I came out as a gay man slightly over 40 years ago (that’s 2/3 of my life).

In retrospect, there were signs much earlier in my life, but it wasn’t until I was in college, getting to know a much wider variety of people than I grew up with, that I even realized how many different ways of being there are.

I went off to college at the University of California at Davis in 1977 at the age of 18, and I lived in a close-knit dorm for my first year. In the fall of 1978, three things happened that opened me up to considering myself in a different light:

  • my best friend came out (and many of our mutual friends were concerned that I would not take it well: a glimpse into where I came from and how it shaped me)
  • the Briggs Initiative, which would have banned gays and lesbians from teaching in public schools, was on the ballot, making gay and lesbian politics and sometimes identity very much part of the public discourse
  • I had sex for the first time (with a woman, by the way)

By the winter of 1979 I had realized I was attracted to men, had told a number of my friends, and was becoming involved with the campus gay and lesbian group. I attended a showing of the documentary Word Is Out, and that night I went home, called my mother, and told her I was gay.

It’s worth noting that when I told my mother I was gay (which I mark as an inflection point), I had not yet been romantically or sexually involved with another man. Being gay is about identity and self-awareness as much as (or perhaps more than) behavior.

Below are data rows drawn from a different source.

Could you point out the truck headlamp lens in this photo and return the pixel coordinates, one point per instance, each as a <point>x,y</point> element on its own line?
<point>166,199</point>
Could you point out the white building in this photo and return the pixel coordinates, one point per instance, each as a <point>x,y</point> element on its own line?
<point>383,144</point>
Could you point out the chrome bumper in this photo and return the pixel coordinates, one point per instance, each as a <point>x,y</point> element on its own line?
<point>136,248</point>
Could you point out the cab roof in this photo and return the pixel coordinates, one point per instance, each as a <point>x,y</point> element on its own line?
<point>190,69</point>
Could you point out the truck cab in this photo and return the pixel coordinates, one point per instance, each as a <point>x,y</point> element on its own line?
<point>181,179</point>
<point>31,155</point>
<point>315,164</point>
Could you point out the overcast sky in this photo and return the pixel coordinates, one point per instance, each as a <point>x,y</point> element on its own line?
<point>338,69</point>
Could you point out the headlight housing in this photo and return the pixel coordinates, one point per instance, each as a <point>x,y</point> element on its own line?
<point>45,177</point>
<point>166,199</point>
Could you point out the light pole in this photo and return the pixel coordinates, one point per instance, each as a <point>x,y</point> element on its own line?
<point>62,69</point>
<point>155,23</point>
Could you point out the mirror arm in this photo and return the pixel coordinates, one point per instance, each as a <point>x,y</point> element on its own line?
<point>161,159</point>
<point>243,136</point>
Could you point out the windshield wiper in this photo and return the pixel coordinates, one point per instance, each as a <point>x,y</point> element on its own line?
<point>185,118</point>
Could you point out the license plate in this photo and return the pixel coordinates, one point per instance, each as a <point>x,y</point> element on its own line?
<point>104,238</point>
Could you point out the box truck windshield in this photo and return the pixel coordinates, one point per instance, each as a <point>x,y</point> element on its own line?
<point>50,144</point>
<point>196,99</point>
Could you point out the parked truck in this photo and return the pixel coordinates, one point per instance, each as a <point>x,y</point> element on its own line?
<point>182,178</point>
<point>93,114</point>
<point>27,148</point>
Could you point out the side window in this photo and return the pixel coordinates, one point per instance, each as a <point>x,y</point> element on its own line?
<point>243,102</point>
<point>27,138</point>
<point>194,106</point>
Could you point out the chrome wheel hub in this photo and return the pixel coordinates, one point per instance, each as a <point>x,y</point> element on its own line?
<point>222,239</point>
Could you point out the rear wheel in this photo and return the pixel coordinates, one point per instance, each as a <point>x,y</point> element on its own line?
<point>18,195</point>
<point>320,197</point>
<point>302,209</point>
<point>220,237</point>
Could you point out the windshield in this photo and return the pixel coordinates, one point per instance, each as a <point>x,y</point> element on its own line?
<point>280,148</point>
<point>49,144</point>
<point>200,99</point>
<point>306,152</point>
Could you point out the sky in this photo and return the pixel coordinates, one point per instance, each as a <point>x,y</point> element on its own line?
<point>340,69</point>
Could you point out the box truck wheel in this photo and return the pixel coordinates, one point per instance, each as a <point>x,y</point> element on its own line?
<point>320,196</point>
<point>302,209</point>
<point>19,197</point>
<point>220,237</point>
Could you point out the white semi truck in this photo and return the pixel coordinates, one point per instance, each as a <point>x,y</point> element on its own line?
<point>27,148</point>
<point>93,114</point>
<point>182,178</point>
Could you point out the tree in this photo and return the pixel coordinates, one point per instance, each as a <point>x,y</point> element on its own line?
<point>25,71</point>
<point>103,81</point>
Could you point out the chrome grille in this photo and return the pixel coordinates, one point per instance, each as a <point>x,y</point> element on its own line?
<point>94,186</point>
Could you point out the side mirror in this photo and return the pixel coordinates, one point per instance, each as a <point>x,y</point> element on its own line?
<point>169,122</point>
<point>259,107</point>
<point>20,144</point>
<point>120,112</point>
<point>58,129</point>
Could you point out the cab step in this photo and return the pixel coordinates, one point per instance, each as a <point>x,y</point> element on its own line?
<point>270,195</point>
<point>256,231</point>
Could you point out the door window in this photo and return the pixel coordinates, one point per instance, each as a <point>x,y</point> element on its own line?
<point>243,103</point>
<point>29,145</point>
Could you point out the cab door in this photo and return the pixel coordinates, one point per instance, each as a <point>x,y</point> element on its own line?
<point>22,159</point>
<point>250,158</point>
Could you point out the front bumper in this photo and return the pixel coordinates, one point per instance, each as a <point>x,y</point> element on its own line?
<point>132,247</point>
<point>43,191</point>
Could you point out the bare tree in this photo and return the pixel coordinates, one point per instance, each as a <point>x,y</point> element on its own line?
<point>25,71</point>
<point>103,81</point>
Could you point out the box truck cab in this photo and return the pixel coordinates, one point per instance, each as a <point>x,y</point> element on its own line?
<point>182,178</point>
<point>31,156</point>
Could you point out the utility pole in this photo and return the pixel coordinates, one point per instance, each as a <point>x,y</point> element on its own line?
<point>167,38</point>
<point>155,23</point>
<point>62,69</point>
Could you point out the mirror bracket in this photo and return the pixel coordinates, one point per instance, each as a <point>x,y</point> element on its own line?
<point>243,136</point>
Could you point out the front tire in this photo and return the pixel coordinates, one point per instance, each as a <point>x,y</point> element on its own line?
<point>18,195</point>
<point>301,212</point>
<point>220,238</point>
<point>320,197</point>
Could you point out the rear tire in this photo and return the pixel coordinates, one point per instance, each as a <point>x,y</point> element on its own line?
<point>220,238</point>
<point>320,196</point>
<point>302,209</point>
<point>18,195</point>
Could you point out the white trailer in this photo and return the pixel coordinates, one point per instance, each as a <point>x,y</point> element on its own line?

There are two implicit elements to the post title.

40 years is a *long* time. Not to mention 60. Experience may sometimes not be as important as courage, or creativity, or cleverness, but often it does still count for something. I’ve reached a point in my life where I both wish my experience were acknowledged and feel it is disregarded. I guess I can join the old man club.

And yet, those first 20 years of my life continue to shape or even define me. I wonder what it will be like for people who are growing up now, who are discovering who they are at a much earlier age.